The local ICT industry will face a lack of suitable candidates in five years' time unless more high school students start studying ICT, according to Freelancer.com chief executive, Matt Barrie.
Speaking at a NICTA panel discussion in Sydney this week, Barrie said that his experience as an external lecturer at the University of Sydney had indicated less students were enrolling or attending ICT programs.
“The programs are getting worse," he said. "It’s starting at the grassroots bachelor programs. You are seeing enrolment numbers down year-on-year, and the composition of overseas master's students to bachelor's students has been increasing ever so much.”
Barrie said that the types of courses taught have been losing their technical content and becoming “dumbed down”.

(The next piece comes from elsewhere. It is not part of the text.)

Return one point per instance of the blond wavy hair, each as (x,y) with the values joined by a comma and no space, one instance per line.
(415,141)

“I’ve seen my timetable for next year and my course is moving from 5pm to 7pm with tutorials going to 9pm to cater for the master's students to the detriment of the bachelor's students.”

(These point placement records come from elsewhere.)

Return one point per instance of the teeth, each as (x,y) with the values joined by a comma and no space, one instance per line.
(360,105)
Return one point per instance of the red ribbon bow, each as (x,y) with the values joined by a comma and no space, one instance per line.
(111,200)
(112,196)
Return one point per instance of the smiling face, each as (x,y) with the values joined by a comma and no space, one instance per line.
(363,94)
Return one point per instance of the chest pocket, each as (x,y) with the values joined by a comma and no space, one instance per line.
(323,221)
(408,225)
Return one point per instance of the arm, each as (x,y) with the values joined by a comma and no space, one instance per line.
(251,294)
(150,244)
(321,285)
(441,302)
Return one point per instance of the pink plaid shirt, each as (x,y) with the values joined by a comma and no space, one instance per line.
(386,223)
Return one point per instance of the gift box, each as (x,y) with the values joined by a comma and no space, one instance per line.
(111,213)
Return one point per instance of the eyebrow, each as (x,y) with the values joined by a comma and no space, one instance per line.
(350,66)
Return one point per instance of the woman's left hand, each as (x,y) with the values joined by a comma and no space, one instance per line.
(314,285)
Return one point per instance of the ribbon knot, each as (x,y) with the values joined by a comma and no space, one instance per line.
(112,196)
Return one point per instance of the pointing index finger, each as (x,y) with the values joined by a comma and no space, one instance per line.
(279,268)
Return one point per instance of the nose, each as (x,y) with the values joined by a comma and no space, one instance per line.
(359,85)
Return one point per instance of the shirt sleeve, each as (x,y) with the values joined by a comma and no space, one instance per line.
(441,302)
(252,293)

The lack of PhD students would ultimately come at the detriment of research and disenchanted lecturers, he said.
Despite a recovery in employment in the ICT industry, recruiters and organisations have warned of a looming skills shortage that could be a result of a rise in interest from the financial sector as well as job requirements under the National Broadband Network (NBN).
While ACS chief executive, Bruce Lakin, has dismissed claims of an existing skills shortage, he has said global certification and standards are required to ensure shortages in specific skills areas are not detrimental to the wider industry.

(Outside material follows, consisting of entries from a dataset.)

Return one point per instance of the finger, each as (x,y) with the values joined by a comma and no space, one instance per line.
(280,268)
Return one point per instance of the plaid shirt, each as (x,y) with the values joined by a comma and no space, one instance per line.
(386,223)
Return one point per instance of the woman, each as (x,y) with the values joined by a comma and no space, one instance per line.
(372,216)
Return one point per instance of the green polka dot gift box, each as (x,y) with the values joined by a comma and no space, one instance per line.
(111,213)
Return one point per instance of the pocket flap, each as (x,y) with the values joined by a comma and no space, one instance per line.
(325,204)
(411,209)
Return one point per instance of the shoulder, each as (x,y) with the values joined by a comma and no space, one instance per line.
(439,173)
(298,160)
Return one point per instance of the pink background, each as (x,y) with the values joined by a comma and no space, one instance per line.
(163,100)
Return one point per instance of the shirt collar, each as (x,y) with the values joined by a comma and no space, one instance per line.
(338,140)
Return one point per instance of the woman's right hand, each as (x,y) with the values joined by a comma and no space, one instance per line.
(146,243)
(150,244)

According to Barrie, part of the problem is most lecturers haven’t had a job so they wouldn’t “know how to commercialise anything.”
“Lecturers have very little exposure to the outside world. Something needs to be done with university education and technology.”
The way to combat this, he said, was to get teenagers at high schools interested in ICT.
“There is going to be a huge problem in about four years so we need to start at the high school level and encourage young people to do things like electrical engineering.
“When you see the Facebook movie, The Social Network, everyone is a rock star. That encourages kids in the US to go and study IT but we don’t have anything like that in Australia.”
One program established in universities across Australia sees female high schoolers targeted as potential applicants for future ICT courses and careers.
“We need more people like (Atlassian founder), Mike Cannon Brookes, who is building the next billion dollar software company to list on the ASX and try and build a technology sector here rather than taking it to the US. We need some recent success stories that students can associate with.”